Monday, November 7

Obscene.

So there I was, perusing Michelle Malkin's site like I usually do and I ran across this story. The NY Times have sunk to lows even I didn't think they could sink to. Editing a dead soldier's letter to further their left-wing agenda is just obscene.

The girlfriend of a Marine killed in Iraq said she was devastated when she saw how The New York Times cherry-picked a letter her "first love" intended her to read in case he died.

"It was sad that we had to go through this some more. I was upset about what they took out of that letter," said an emotional Emmylyn Anonical, 22, whose boyfriend Cpl. Jeffrey Starr died in Iraq earlier this year.

In her first public comments since the letter scandal erupted, Anonical told The Post that going public with the private letter was one of the hardest decisions of her life.

Seeing it used by The Times to misrepresent her boyfriend's beliefs about the war stung deeply, she said.

"The reason I chose to share that letter was the paragraph about why he was doing this, not the part about him expecting to die. It hurt, it really hurt," she said by phone from Seattle.


As I clicked on the links in her post I read that the girlfriend's father wrote to the NYT asking them to print the WHOLE letter. Especially the line in the letter that reads: "others have died for my freedom - this is my mark".

But no. They won't.

"Angry" doesn't begin to describe how I feel.

Update: Oh, it gets BETTER apparently. The NY Times responded to some bloggers who e-mailed with their disgust. (scroll around the linked post for the updates)
Reader Michael Valois questioned the Times' reporter, James Dao, about his selection bias and forwarded me the exchanges. A defensive Dao (who didn't respond to [Michelle Malkin's] e-mail inquiry) argued, "There is nothing 'anti war' in the way I portrayed Cpl. Starr."
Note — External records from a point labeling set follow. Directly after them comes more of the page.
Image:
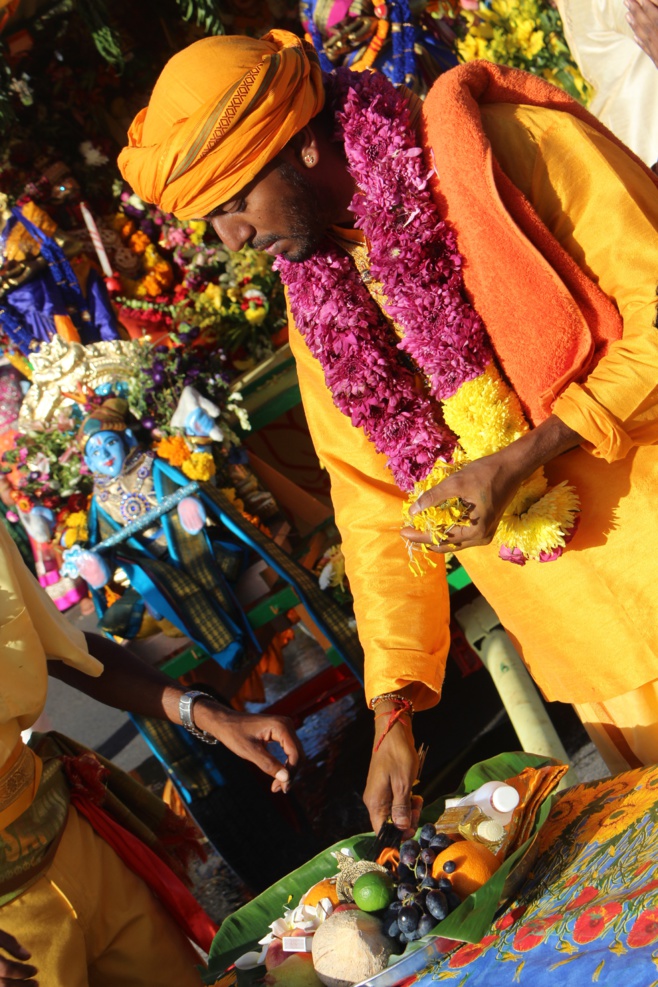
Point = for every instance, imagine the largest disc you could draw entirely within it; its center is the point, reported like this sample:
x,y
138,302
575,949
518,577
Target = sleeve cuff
x,y
604,436
397,669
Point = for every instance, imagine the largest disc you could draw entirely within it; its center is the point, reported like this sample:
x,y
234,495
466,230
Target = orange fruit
x,y
323,889
474,862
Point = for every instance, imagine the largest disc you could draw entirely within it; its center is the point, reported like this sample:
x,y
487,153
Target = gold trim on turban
x,y
221,110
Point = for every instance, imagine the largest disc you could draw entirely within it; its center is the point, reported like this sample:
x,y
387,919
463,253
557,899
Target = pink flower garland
x,y
414,255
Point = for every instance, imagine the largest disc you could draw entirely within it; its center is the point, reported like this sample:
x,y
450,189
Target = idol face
x,y
106,453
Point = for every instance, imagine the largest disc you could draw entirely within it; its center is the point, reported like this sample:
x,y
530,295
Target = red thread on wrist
x,y
402,706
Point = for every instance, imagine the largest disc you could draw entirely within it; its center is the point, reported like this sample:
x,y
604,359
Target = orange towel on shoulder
x,y
548,321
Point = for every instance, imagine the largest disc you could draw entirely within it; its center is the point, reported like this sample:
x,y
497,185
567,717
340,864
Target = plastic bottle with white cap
x,y
494,798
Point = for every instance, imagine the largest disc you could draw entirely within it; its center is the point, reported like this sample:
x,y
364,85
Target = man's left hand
x,y
486,486
642,15
248,734
489,484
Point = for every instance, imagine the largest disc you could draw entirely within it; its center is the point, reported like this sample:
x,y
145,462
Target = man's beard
x,y
307,222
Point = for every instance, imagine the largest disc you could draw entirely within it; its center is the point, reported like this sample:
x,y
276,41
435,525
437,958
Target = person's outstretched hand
x,y
11,972
488,485
642,15
248,734
393,771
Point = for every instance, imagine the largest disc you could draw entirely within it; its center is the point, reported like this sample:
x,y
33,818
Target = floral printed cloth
x,y
588,912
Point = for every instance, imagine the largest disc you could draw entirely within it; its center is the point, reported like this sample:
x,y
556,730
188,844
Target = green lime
x,y
373,891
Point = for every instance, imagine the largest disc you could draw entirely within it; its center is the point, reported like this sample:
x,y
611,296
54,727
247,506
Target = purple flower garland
x,y
414,255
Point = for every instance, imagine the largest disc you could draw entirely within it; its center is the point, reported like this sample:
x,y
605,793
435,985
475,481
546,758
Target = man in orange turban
x,y
221,110
538,225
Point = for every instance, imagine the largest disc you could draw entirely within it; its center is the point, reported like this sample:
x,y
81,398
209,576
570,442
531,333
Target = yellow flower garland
x,y
486,416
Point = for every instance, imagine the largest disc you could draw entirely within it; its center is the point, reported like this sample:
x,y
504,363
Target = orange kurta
x,y
586,624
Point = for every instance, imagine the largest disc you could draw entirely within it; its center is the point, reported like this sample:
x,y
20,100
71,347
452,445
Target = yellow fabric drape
x,y
31,629
221,110
586,624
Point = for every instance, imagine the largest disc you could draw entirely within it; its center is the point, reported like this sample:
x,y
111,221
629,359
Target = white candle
x,y
96,240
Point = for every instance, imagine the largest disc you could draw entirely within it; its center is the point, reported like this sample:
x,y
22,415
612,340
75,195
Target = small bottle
x,y
495,799
471,823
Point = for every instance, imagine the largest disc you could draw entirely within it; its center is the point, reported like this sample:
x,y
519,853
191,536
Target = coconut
x,y
350,947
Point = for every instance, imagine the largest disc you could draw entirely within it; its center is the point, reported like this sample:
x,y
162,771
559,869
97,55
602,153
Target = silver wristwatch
x,y
185,707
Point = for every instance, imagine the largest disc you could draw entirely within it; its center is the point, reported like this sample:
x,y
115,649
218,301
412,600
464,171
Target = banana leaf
x,y
468,923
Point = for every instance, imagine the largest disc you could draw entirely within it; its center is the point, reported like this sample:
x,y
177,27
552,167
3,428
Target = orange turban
x,y
220,111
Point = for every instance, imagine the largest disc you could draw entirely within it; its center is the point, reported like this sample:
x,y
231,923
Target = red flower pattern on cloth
x,y
470,952
593,922
533,932
644,930
587,895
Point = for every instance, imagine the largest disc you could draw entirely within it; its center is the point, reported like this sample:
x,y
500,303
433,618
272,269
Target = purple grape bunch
x,y
422,900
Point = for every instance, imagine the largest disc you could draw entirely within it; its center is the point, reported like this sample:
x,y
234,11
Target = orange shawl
x,y
548,321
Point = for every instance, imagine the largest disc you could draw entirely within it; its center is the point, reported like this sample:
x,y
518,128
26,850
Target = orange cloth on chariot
x,y
221,110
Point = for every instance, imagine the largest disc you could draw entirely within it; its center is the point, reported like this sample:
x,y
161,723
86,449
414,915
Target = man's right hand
x,y
393,771
12,973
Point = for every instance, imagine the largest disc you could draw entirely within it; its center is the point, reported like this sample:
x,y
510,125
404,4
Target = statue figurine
x,y
124,483
171,564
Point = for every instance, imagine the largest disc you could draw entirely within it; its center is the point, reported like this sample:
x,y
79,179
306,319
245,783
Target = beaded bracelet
x,y
401,702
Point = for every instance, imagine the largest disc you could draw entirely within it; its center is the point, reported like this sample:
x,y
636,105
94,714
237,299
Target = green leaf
x,y
241,931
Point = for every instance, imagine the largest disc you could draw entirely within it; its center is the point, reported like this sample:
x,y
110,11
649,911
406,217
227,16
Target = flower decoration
x,y
174,449
159,375
526,34
413,274
199,466
47,469
186,275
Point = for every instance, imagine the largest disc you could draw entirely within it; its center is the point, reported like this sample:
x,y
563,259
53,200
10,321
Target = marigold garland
x,y
200,466
416,266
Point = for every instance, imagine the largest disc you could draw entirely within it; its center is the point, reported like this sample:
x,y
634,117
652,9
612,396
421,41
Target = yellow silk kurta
x,y
587,624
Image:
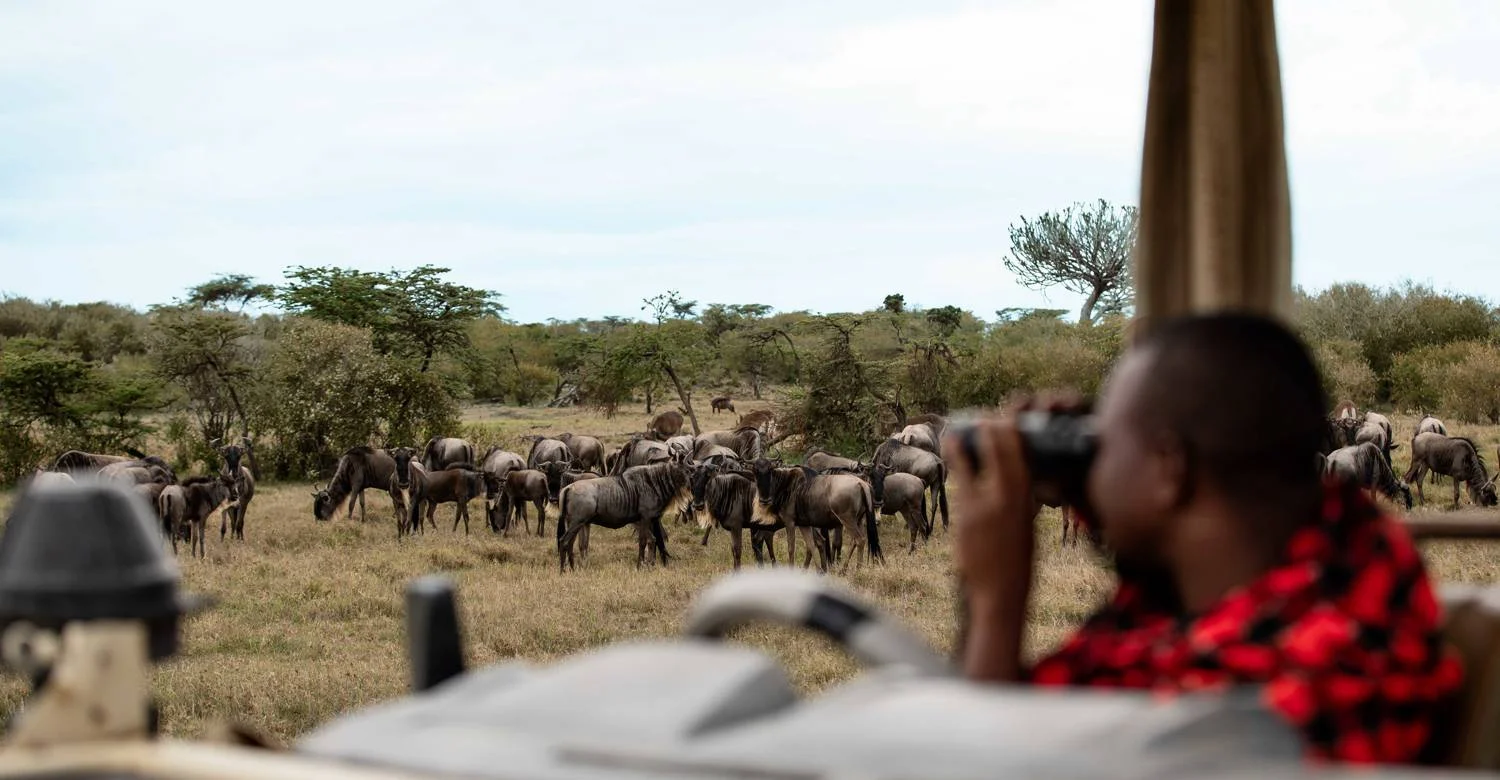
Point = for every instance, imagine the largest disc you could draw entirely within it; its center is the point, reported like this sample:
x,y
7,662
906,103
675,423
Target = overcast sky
x,y
578,156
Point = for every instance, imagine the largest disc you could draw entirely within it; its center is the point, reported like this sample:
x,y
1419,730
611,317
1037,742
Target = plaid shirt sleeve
x,y
1344,638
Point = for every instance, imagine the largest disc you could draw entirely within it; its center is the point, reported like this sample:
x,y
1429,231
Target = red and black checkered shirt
x,y
1343,636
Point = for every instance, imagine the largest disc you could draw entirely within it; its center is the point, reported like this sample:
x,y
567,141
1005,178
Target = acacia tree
x,y
1083,249
212,359
413,315
674,347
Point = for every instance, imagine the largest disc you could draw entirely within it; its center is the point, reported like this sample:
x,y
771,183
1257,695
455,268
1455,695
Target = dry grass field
x,y
309,615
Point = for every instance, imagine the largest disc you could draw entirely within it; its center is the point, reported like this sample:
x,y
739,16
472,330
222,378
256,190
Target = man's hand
x,y
995,540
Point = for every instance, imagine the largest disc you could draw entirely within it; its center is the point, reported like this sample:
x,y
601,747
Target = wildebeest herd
x,y
717,479
1359,446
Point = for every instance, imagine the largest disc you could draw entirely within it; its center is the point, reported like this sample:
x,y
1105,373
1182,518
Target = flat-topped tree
x,y
1083,249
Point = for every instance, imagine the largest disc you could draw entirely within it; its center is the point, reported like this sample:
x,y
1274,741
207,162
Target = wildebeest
x,y
189,504
138,473
1365,465
921,435
360,468
1047,495
665,425
725,500
806,500
638,452
636,497
1452,456
1376,429
761,419
453,485
233,518
683,444
905,495
519,488
744,441
1431,425
545,450
81,462
920,462
446,452
500,462
819,459
587,453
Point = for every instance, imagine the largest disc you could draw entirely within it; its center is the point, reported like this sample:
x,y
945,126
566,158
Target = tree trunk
x,y
683,395
1086,314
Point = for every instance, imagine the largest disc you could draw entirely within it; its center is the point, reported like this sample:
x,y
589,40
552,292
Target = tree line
x,y
333,357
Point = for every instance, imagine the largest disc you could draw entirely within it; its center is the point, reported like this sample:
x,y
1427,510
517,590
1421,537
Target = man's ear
x,y
1173,471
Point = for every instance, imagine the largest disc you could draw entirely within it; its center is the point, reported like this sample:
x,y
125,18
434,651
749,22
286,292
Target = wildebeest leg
x,y
812,543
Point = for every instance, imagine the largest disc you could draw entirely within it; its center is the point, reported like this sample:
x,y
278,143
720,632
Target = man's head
x,y
1215,410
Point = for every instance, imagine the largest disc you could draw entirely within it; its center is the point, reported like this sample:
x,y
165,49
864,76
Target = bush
x,y
1346,374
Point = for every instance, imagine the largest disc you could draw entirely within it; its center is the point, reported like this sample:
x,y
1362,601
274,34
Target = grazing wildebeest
x,y
233,518
665,425
587,453
806,500
923,464
923,435
1047,495
81,462
137,473
546,450
455,485
1377,431
519,488
189,504
761,419
1431,425
725,500
1452,456
501,462
1365,465
819,459
446,452
360,468
638,452
636,497
905,495
681,444
744,441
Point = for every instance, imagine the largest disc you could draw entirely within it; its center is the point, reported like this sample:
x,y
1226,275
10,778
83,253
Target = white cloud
x,y
579,156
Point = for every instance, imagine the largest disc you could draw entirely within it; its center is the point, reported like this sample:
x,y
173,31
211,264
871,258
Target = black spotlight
x,y
90,551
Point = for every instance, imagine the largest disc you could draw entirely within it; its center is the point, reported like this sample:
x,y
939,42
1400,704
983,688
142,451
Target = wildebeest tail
x,y
872,525
561,519
659,534
942,495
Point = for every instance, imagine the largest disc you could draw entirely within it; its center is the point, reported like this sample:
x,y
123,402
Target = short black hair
x,y
1245,398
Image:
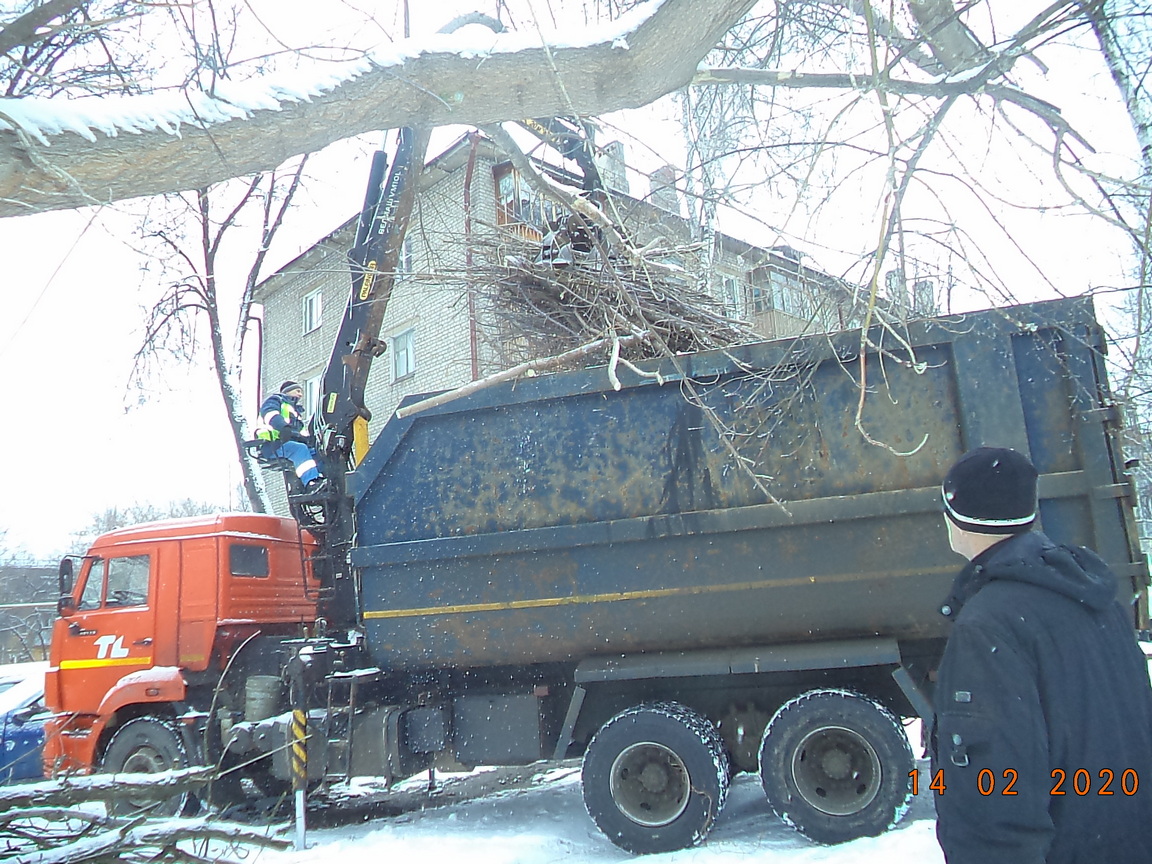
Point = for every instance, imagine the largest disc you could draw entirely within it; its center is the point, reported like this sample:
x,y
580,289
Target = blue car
x,y
22,715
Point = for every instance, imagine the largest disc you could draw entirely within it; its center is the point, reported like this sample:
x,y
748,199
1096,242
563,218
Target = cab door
x,y
112,630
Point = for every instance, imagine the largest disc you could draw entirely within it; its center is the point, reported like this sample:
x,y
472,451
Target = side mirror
x,y
19,718
67,576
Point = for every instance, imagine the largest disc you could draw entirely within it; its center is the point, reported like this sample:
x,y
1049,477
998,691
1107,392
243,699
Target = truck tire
x,y
835,765
148,745
654,778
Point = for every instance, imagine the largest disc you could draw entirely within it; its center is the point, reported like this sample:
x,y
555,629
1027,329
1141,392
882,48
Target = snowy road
x,y
546,823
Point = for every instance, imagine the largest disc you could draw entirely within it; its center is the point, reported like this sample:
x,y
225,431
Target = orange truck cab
x,y
149,623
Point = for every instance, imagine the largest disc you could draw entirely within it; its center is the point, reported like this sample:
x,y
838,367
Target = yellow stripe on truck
x,y
101,664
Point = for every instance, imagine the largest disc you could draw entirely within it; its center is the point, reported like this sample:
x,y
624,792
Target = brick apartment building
x,y
439,328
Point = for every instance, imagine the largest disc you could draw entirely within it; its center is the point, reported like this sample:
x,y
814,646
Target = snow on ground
x,y
546,823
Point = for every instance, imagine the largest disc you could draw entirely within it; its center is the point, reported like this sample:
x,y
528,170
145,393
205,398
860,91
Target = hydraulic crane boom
x,y
373,259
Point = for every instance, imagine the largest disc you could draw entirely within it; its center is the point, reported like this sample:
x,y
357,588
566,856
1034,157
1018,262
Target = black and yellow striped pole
x,y
300,771
297,743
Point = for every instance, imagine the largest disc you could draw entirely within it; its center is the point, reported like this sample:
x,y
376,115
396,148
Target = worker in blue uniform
x,y
281,429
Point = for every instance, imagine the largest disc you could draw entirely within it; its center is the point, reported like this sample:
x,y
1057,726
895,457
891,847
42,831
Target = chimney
x,y
664,189
612,166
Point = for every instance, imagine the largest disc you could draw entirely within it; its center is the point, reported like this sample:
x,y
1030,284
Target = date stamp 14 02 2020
x,y
1080,781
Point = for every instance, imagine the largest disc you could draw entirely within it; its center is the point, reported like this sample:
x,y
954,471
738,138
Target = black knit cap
x,y
991,491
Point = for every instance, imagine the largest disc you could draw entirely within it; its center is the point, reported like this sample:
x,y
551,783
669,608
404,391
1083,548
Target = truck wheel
x,y
148,745
835,765
654,778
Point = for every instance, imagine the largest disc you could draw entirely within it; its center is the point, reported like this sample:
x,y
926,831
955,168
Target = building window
x,y
762,301
520,206
311,401
732,295
312,310
787,295
402,347
404,264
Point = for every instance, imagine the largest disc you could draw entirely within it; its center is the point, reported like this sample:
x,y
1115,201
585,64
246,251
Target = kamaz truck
x,y
734,562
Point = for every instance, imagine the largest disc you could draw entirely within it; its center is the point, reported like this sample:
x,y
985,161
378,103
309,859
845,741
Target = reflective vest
x,y
286,410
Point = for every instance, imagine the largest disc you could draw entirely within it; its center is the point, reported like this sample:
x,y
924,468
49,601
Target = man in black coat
x,y
1043,734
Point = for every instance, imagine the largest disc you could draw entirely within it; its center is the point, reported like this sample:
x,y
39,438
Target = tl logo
x,y
111,646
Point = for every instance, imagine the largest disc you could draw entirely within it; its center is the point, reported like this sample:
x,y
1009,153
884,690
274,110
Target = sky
x,y
74,287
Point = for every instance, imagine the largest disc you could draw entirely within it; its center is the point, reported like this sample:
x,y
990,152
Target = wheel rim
x,y
146,760
650,785
836,771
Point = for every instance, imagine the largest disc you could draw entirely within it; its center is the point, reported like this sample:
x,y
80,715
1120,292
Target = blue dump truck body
x,y
733,562
556,518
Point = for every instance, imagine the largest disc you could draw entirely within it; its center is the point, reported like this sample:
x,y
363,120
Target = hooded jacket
x,y
1043,732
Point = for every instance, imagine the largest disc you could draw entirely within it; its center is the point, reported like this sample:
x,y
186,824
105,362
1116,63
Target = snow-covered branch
x,y
58,154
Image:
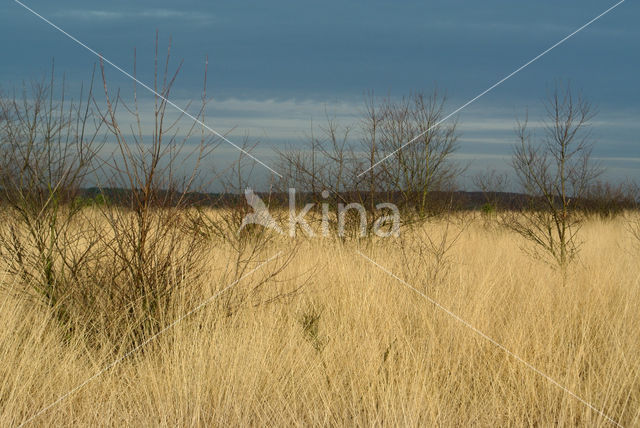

He then had the gall to berate the reader: "Even the portion of his e-mail that I used, the one that you seem so offended by, does not express anti-war sentiment. It does express the fatalism that many soldiers and Marines seem to feel about multiple tours. Have you been to Iraq, Michael? Or to any other war, for that matter? If you have, you should know the anxiety and fear parents, spouses, and troops themselves feel when they deploy to war. And if you haven't, what right do you have to object when papers like The New York Times try to describe that anxiety and fear?"

Um...have YOU been to war, Mr. Dao? Moron. And what the hell does that have to do with anything?